A cet effet, l'OMS a mis en place des tests rapides, une variante du célèbre test de grossesse, pour lesquels on utilise une goutte de sang.
Les chercheurs de l'IMT concluent que la nouvelle approche n'est pas fiable et que l'analyse coûts-avantages est négative dans des régions où le paludisme est très fréquent.
Les chercheurs ont effectué des recherches au Burkina Faso pour vérifier s'il est utile de mettre en place des tests rapides.
Ils ont d'abord montré que le test ne permettait pas de déceler tous les cas de paludisme, en particulier chez les jeunes enfants, qui sont le plus souvent victimes de la maladie.
Les chercheurs ont ensuite établi que le personnel soignant donnait malgré tout un traitement contre le paludisme à quatre patients sur cinq en dépit d'un test négatif.

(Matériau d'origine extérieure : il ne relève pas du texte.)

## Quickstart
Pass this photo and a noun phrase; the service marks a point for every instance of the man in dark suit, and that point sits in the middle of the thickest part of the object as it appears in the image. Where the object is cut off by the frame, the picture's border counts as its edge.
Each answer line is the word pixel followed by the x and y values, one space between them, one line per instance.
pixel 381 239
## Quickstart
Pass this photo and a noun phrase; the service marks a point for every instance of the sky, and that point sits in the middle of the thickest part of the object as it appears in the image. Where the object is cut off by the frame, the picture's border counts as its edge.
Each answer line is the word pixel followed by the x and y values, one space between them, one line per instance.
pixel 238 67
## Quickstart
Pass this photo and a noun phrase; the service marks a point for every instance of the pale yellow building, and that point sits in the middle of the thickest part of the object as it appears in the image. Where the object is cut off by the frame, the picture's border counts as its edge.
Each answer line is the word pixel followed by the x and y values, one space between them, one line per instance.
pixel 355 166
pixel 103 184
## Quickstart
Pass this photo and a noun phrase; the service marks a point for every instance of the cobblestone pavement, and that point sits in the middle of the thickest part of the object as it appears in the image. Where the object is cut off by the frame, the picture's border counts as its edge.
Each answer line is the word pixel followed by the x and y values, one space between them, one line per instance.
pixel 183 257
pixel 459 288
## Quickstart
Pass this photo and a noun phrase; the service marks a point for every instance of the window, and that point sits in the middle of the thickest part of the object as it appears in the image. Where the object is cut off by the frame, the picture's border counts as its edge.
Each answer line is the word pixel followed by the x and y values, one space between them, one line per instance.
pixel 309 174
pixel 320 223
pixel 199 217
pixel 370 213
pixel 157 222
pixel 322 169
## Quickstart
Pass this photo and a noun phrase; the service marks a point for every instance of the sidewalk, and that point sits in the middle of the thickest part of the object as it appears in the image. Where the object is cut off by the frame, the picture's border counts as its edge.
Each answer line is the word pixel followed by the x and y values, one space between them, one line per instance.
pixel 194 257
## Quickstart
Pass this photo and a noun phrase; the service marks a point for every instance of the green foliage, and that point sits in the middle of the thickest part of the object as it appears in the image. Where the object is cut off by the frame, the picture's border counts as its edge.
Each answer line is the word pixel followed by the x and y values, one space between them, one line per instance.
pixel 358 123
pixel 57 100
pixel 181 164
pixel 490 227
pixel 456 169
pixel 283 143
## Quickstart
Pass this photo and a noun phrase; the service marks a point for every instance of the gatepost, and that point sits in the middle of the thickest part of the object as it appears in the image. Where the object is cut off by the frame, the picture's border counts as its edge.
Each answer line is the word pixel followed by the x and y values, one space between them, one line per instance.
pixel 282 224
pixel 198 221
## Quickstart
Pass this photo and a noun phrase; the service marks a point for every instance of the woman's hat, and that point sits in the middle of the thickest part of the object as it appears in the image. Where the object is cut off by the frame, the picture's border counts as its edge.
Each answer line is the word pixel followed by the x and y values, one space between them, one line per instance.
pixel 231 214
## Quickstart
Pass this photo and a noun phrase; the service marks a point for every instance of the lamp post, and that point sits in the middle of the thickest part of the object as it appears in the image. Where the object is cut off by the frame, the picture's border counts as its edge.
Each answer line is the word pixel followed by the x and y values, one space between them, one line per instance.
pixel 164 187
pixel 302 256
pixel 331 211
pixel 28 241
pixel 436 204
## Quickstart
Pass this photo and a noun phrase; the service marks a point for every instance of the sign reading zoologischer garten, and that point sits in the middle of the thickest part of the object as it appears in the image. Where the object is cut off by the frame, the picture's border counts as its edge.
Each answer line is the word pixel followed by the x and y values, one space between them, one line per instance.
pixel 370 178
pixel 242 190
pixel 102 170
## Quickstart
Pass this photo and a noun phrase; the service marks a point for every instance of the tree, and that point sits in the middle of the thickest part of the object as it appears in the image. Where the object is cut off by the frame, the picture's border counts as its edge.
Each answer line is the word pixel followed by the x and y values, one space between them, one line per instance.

Etant donné que la maladie ne peut pas être exclue sur la base des symptômes, la règle locale est de donner au patient un traitement contre le paludisme en cas de fièvre.
On a également constaté des tests faussement positifs pour certaines personnes qui étaient porteuses du parasite, tout en maintenant une résistance, mais qui étaient malades pour d'autres raisons.
Ils ont dès lors reçu un traitement superflu contre le paludisme, tandis que la pneumonie ou la méningite à l'origine de la fièvre n'étaient pas traitées.